Of course there are many batsmen who have hit more Test centuries and scored more runs at a much higher average than Victor Trumper. Conditions have changed. Trumper played on uncovered pitches, something no modern has experienced in Test, or indeed first-class, cricket.
So what can one say? How can one judge how good he was? Well, first, almost everyone who saw him bat thought him a genius. A great English bowler – I think it was Wilfred Rhodes – said, “I put the ball where I want it, and Victor, he puts it where he wants it.” Second, twenty years after his death, when Don Bradman was in his prime and scoring his huge double and even triple centuries, many Australians who had watched them both couldn’t agree to put Victor in second place. According to an early biographer and huge admirer of Bradman, Johnnie Moyes, the idea of dethroning Victor was almost blasphemous.
When, aged nineteen, he made his first Test century, 135 not out, appropriately at Lord’s, W. G. Grace presented him with a bat inscribed “From the Present Champion to the Future Champion”. In truth W. G. was now fifty and had indeed played his last Test a fortnight previously.

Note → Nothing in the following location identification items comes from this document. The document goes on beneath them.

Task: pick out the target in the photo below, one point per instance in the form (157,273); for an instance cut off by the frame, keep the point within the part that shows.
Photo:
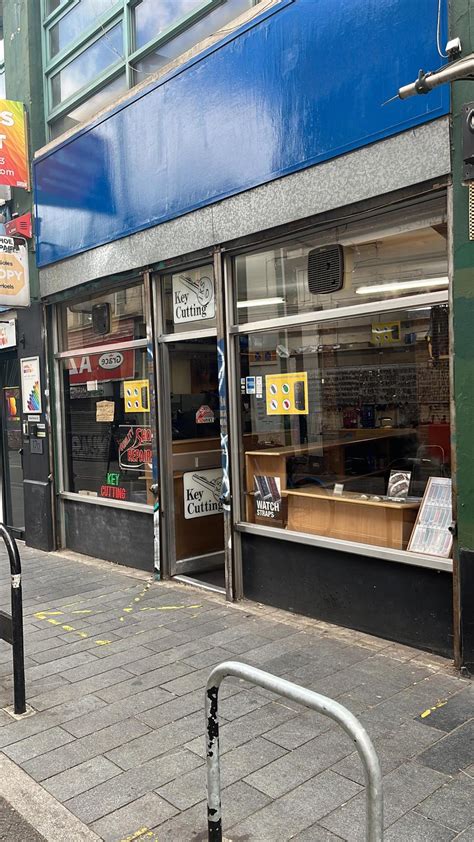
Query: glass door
(196,459)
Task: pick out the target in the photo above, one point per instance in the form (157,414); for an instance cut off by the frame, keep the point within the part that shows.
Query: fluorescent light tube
(259,302)
(401,286)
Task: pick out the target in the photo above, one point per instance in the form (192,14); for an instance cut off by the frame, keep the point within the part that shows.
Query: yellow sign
(136,394)
(287,394)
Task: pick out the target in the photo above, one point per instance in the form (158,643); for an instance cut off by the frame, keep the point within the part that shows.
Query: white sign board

So he might more accurately have described himself as the Past Champion. Even so, it was a case of “The King is dead. Long live the King.”
Victor’s “annus mirabilis” was 1902. It was a wretchedly wet summer. Nevertheless he made more than 2,700 runs with eleven hundreds, delighting, indeed charming, the crowds wherever he went. The first two Tests were ruined by rain at Edgbaston. Australia were dismissed for 36, Rhodes, near unplayable on a sticky wicket, taking 7 for 17. At Old Trafford in the fourth Test, Australia batted first, Victor at number one. At lunch the score was 173 for 1, Trumper 103 not out. I think it was this match, watched by Neville Cardus (skipping school?), which provoked one of my favourite, though doubtless apocryphal, Cardus stories. The England captain, Archie McLaren was criticised for the field he had set against Victor. “Look,” he replied, “I’d a man at long-off and a man at long-on. I couldn’t put a fielder in the bloody car-park, could I?” Was there even a car-park in 1902, I wonder? No matter. The present Australian captain, Tim Paine, might have offered a similar reply to anyone who criticised his field setting at Headingley last summer when Ben Stokes was smiting the ball deep into and perhaps beyond the crowd.
There can be no doubt that Trumper was a great batsman, indeed a very great one. But he was more than that. He was also a beautiful batsman. There is beauty in all sports, or most anyway, and awareness of beauty colours one’s judgement and memories. Ken Barrington was the greatest English batsman of the 1960s, a player of rich character, determination and humour. But though he had all the shots when he put self-denial aside and chose to use them, few went into rhapsodies about the beauty of his stroke-play, as they might do about his team-mates Colin Cowdrey, Tom Graveney and Ted Dexter.
Trumper had a great contemporary, Clem Hill, whose Test figures were almost identical, but, while it would be wrong to say that Hill is forgotten, he has never been remembered in the same way as Trumper. This, doubtless, is in one way unfair. After all, it is runs in the book that count. Yet, though cricket is the statistician’s delight, there’s more to the game than the figures recorded in score-books and Wisden. From what one has heard and read Victor Trumper was the incarnation of that “more”.
Arthur Mailey was one of the game’s early masters of wrist-spin, a prodigious turner of the ball with a well-disguised googly (or bosie as they said in Australia). Once as a young man playing in a Grade match in Sydney, he outwitted Victor Trumper and bowled him with a beauty. Was he elated? Yes, of course, but briefly. He experienced something close to shame: “It felt like I had shot a dove,” he said.